# Bream for bait?



## sureicanfish (Sep 30, 2007)

Ran across this and if I'm reading it right bream are a no-no for flatheads?? Copied and pasted from FWC site.

Nongame fish may be taken:

With pole and line or rod and reel and by bush hook, setline or trotline baited with cut bait or other substance; but not including live game fish or any part of any GAME FISH; bush hooks, setlines or trotlines (limited to 25 hooks total) are permitted for taking nongame fish for personal use, but only in those areas where trotlines may be lawfully used in accordance with the Wildlife Code of the State of Florida. Refer to the "Commercial Freshwater Fisheries Rules and Regulations Summary."Not a Mobile-Enabled Link Bush hooks, setlines and trotlines must be clearly and legibly marked with the harvester's name and address while being used or possessed in or upon the waters of the state.

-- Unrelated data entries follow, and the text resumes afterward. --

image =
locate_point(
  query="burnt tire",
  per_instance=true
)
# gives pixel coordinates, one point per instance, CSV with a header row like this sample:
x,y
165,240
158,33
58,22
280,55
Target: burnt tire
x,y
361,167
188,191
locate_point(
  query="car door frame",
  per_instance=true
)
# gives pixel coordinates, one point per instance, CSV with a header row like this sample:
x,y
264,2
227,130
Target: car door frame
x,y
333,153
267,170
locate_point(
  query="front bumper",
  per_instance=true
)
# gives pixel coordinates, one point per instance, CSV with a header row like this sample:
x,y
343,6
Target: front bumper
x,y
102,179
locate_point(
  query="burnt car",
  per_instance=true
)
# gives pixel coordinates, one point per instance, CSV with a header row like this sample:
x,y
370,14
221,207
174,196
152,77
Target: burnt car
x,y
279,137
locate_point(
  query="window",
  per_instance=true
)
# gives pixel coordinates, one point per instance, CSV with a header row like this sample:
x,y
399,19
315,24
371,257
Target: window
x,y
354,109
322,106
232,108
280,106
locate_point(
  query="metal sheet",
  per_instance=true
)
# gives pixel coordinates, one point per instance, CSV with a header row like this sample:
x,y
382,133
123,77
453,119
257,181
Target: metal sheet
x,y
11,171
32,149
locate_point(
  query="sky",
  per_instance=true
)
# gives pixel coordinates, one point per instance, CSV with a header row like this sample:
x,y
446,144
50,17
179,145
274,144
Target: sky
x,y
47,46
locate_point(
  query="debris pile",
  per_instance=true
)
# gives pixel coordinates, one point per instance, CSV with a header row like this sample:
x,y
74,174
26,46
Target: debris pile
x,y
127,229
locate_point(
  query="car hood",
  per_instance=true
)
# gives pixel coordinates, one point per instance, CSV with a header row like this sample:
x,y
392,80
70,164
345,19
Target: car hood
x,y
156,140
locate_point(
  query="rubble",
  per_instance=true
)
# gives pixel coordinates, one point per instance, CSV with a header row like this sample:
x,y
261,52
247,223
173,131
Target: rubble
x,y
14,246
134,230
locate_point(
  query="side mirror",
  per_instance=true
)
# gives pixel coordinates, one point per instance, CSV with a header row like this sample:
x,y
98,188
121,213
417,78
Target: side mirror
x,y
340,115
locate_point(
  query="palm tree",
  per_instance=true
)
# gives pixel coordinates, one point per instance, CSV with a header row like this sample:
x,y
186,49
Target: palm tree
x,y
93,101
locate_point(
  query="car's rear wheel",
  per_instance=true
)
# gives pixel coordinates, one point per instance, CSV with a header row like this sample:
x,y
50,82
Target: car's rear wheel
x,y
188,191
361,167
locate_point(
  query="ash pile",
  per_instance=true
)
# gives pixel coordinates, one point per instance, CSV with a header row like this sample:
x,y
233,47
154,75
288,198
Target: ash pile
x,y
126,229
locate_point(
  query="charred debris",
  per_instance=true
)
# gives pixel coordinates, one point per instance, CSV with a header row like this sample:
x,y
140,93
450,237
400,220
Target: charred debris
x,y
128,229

GAME FISH - black bass, crappie, bluegill, redear sunfish, warmouth, redbreast sunfish, spotted sunfish, flier, mud sunfish, longear sunfish, shadow bass, peacock bass, white bass, striped bass and sunshine bass.


----------



## Bodupp (Oct 3, 2007)

Not sure about Florida, but Alabama law says bream can be used for bait as long as they were caught on hook and line and not over the legal limit of 50 fish.


----------



## sureicanfish (Sep 30, 2007)

i don't know either but reading this makes me think you can't use them at all. that paragraph would be a good place to mention something like that but who knows, its probly in some random corner of their website.


----------



## gastonfish (Mar 24, 2012)

*Use of Fish for Bait*


Black bass, peacock bass or any part thereof may not be used as bait.
Live non-native fishes (including goldfish and carp) may not be used as bait, except for variable platys and fathead minnows.
Whole pickerel or panfish (e.g., bluegill, redear sunfish, redbreast sunfish, spotted sunfish, flier, warmouth) or parts thereof may be used as bait for sportfishing by the angler who caught them. Whole pickerel or bream or parts thereof may not be used as bait for trotlines or bush hooks or any method other than by rod and reel or pole and line.
Panfish less than 4 inches in total length raised by a licensed aquaculture facility may be purchased and used for bait.
Only by R&R and states must be by the one who caught them. All legal


----------



## sureicanfish (Sep 30, 2007)

Thanks Scott, I'm glad that's there but it still seems to totally contradict the other thing lol, oh well, as long as something says it's good to go


----------



## jcoss15 (Oct 11, 2010)

Poor sentence structure on FWC's part, confusing to say the least which is the way they like it. Bream are ok on R&R.


----------



## scott44 (Aug 17, 2013)

Little bream are pretty good but there aint no way to beat a tater chip sized crappie on a bush hook.


----------



## Try'n Hard (Oct 23, 2008)

scott44 said:


> Little bream are pretty good but there aint no way to beat a tater chip sized crappie on a bush hook.



Noooooooooo!!!


----------



## Chapman5011 (Mar 7, 2013)

Just take a sabiki tipped with tiny pieces of squid. I know bream can't resist a luxury meal. I think it would work. 
Hook and line....





.


----------



## floorman1 (Jan 10, 2012)

So is using bream on jugs in Alabama ok or not?


----------



## Try'n Hard (Oct 23, 2008)

floorman1 said:


> So is using bream on jugs in Alabama ok or not?


Bama rules
All species of bream may be used as bait as long as a person does not have in his possession total bream numbers in excess of the daily creel limit, regardless of size, and they are harvested legally. Other native game fish may not be used for bait.


----------